Ровненько и спокойно несся «УАЗ». Мы с Леонидом Константиновичем расслабились, нам было уютно и спокойно в несущейся по белому безмолвию машине.

Мы уже перемахнули Полярный круг,— сказал Леонид Константинович,— скоро и ва­ша станция и ваша труба.

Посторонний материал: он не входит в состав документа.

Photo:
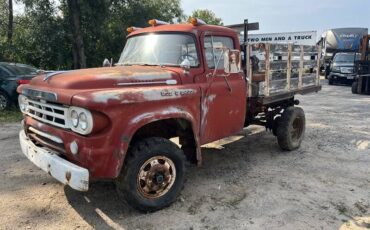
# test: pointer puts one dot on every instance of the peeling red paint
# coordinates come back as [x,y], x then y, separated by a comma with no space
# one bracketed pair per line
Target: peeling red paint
[122,102]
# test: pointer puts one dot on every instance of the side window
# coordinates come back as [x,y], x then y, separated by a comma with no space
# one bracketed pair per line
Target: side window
[214,50]
[3,73]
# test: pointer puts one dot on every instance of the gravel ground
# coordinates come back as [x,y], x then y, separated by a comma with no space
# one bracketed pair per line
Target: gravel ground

Итак, мы уже летели по Заполярью. За ветровым стеклом слева и справа, а также впереди нас — один белый цвет. Можно чокнуться от этого сумасшедшего однообра­зия белой мглы. И только одно красноватое пятно солнца дымилось низко над бесконеч­ным пространством. Наверно, подумалось мне, только один Юван Шесталов мог бы описать этот мертвый пейзаж. Я догадывал­ся, что для него этот мертвый мир был полон жизни и красок, тут билась своя, недоступ­ная мне жизнь. Тут где-то, это я знал, чем-то кормятся, паруются, выводят птенцов, выха­живают их белые куропатки. Но где они? Знал, но не верилось в их реальность. Для меня тут все вымерло миллионы лет назад.

«УАЗ» остановился. Перед нами возникла желтая, в кучах глинистой земли площадка.

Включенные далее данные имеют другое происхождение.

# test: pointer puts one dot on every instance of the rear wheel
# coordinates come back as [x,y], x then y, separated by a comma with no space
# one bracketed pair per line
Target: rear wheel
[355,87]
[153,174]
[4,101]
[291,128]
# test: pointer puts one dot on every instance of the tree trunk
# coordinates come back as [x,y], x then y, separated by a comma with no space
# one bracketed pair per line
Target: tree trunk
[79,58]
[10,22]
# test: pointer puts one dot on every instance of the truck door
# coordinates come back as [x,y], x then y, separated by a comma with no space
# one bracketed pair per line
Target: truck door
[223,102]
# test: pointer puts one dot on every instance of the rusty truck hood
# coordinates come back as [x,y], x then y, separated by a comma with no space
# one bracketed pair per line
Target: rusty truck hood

— Вот и головная. Только еще площадку отсыпают, но к октябрю восемьдесят третьего года встанет здесь по щучьему велению,— это Леонид Константинович продекламиро­вал.

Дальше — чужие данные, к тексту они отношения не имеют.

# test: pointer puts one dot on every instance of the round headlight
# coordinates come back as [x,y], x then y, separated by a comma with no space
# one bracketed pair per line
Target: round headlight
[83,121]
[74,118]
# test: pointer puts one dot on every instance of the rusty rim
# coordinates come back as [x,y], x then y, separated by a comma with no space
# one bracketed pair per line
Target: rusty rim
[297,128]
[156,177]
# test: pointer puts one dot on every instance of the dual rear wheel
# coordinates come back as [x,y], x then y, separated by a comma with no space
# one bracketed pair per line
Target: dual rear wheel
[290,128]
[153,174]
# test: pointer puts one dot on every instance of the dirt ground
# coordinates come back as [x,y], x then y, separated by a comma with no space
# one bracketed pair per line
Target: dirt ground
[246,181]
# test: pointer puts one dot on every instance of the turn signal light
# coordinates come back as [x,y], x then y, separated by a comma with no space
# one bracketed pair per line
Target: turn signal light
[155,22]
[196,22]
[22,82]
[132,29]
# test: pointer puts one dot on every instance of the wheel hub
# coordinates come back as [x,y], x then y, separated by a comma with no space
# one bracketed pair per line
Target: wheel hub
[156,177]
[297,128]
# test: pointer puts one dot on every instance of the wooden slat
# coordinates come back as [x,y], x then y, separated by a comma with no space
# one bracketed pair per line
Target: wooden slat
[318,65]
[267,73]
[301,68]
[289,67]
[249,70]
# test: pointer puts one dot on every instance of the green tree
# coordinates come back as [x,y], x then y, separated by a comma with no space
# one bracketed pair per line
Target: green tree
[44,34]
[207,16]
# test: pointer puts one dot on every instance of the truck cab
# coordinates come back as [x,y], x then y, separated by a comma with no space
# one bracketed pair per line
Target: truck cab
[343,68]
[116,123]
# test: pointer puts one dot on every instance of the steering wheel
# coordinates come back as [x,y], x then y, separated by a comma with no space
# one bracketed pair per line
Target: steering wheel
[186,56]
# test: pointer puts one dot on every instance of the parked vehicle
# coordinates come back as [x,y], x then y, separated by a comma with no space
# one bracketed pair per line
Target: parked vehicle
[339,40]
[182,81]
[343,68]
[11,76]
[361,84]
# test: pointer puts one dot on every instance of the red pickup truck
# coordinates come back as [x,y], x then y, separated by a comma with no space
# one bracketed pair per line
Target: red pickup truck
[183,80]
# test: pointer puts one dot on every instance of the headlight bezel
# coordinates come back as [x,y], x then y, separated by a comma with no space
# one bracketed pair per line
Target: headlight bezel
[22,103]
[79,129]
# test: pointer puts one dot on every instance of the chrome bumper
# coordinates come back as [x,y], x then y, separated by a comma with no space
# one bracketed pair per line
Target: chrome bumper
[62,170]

Да, станции еще нет и в намеке, тем более и трубы моей. Я прошел поближе к свежим насыпным холмикам, хотелось одному по­быть, подумать, попредставлять, повоображать, вглядеться в ту сторону, где должен стоять за тридевять земель Париж.

Нет, не видно отсюда сиреневого города и даже Эйфелевой башни не видать, на сотни и сотни верст одно белое безмолвие. То и дело из него с ревом вымахивают самосвалы, лихо проносятся мимо меня, я успеваю толь­ко заметить сигаретку, вспыхивающую у во­дителя между бородой и усами. Мелькнет бо­родач с лихо торчащей сигареткой, остано­вится на минуту, вывалит грунт, и снова вырулит, и пропадет в белесой мгле. Там где- то, в глубине этого безмолвия, скрывается карьер, откуда берут грунт. Где он? Его же найти надо было здесь, под белым снегом, среди застывших болот. Легко сказать — найти. Вот иди, ты же человек, такой, как и они, иди и ищи. Найди хоть один карьер. Не надо газ или нефть, не надо месторождение. Найди землю, где землю взять можно, что­бы отсыпать площадку для головной комп­рессорной станции Уренгой—Ужгород, или, как ты задумал, Уренгой—Запад. Иди! Нет, не пойду. Куда идти, я не знаю, кругом мерт­вый белый свет. И холодно. Пока за трид­цать, потом будет за сорок. Можно и околеть ни за понюшку табаку. А потеплеет, тогда и вовсе в эти открытые болота носа не сунешь. Нет уж, сиди тут, стой, гляди и думай. Эта работа тебе больше доступна. И полегче она и не аварийственная. Не всегда, правда. Но вообще-то без аварий. Стой тут и запомни: не надо пользоваться положением пишущего человека и кричать на весь свет, что работа твоя каторжная, самая трудная. Это слышал ты не один раз от людей, и даже очень хоро­ших людей, сидящих в теплых кабинетах за письменными столами, где набивают мозоли на пальцах. А тут никто из них не стал бы жаловаться на каторжный труд пишущего человека. Тут стыдно. Постояли? Поглядели? Поехали...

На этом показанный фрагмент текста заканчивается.